Kuniyoshi Takeuchi et Allan Lavell ont rappelé que l'augmentation des catastrophes résultaient pour beaucoup de la gestion du territoire.
Depuis 20 ans, les catastrophes augmentent de fréquence et d’intensité. Cette augmentation résulte en majeure partie d’une plus grande exposition des populations qui s’installent de plus en plus dans des zones potentiellement à risque. La réduction de ces risques doit absolument faire partie intégrante des stratégies de développement durable, une idée qui a été unanimement défendue lors de la première session de jeudi du Forum sur la science, la technologie et l’innovation pour le développement durable.
Les catastrophes prennent la forme d’ouragans, de tempêtes, tsunamis, inondations, sécheresses ou tremblements de terre. La plupart sont d’origine naturelle mais beaucoup voient actuellement leur intensité et leur fréquence s’accroître, principalement du fait de l’installation des populations dans des zones qui les exposent davantage ou qui sont inadéquatement protégées. Comme l’a résumé Kuniyoshi Takeuchi, Directeur de l’International Center for Water Hazard and Risk Management (ICHARM) au Japon, ces désastres sont « façonnés par la société ».

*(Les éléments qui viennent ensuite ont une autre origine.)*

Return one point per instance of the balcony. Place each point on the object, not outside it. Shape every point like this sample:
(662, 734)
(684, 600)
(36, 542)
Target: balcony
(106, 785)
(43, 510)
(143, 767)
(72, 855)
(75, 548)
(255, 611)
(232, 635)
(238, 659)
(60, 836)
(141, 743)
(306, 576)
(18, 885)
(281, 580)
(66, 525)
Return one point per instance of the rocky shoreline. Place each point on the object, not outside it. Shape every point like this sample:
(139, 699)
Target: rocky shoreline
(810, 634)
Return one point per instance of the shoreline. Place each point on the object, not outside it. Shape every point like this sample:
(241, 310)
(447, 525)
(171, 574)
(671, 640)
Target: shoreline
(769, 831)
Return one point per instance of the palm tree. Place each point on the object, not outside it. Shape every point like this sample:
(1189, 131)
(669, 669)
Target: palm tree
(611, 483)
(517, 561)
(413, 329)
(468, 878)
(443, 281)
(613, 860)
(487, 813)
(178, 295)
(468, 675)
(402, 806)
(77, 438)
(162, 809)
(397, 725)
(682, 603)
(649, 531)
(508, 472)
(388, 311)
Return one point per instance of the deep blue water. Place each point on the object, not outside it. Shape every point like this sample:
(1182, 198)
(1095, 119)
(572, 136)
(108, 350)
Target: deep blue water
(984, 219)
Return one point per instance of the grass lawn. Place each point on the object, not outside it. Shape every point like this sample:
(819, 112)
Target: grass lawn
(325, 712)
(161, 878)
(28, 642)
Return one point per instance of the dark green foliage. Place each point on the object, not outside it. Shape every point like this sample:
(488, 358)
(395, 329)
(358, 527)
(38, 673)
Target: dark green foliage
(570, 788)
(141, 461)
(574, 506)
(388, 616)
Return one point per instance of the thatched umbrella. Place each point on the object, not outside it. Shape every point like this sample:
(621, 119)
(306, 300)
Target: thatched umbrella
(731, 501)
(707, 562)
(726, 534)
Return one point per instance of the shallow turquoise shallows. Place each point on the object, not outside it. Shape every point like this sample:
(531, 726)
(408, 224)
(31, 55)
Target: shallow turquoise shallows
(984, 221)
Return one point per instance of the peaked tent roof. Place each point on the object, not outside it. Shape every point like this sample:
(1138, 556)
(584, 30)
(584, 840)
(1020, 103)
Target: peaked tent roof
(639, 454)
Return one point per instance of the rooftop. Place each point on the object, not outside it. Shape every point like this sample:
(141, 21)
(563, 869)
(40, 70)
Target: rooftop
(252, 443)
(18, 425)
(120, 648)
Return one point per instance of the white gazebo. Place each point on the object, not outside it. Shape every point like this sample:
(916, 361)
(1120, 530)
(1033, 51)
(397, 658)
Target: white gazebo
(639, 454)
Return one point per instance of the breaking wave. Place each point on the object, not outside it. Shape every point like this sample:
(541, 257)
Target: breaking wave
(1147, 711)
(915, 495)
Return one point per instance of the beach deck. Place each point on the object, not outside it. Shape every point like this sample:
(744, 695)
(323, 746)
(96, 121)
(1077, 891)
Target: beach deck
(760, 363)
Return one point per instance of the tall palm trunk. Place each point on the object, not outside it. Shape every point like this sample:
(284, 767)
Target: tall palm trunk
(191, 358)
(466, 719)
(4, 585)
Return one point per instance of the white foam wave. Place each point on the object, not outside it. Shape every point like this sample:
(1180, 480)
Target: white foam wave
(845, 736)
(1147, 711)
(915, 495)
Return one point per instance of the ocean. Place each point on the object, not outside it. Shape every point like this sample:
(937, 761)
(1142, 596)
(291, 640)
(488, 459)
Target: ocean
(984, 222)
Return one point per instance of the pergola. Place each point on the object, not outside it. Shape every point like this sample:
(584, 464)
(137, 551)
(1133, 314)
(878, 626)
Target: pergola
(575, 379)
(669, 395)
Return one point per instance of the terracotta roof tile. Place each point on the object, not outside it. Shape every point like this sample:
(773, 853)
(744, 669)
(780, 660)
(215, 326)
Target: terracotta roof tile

Certaines catastrophes sont aussi amplifiées par les modifications de l’environnement dues à l’impact des activités humaines, par exemple par les changements climatiques. D’autres catastrophes enfin sont purement d’origine anthropique, souvent industrielles, telle que le déversement de produits chimiques ou des fuites de combustible fossile qui menacent la santé humaine ou les moyens de subsistance des populations touchées.
Les coûts associés aux catastrophes représentent globalement 1 300 milliards de dollars américains pour les 20 dernières années. Alors que les pays du Nord ont souvent les moyens financiers de s’en remettre et sont souvent mieux protégés, il en est tout autrement pour les pays en développement. Les conséquences peuvent en effet être désastreuses en termes de vies humaines et d’appauvrissement, notamment pour certains pays du Sud qui ne sont pas préparés et qui ont peu de moyens pour mettre en place des parades efficaces.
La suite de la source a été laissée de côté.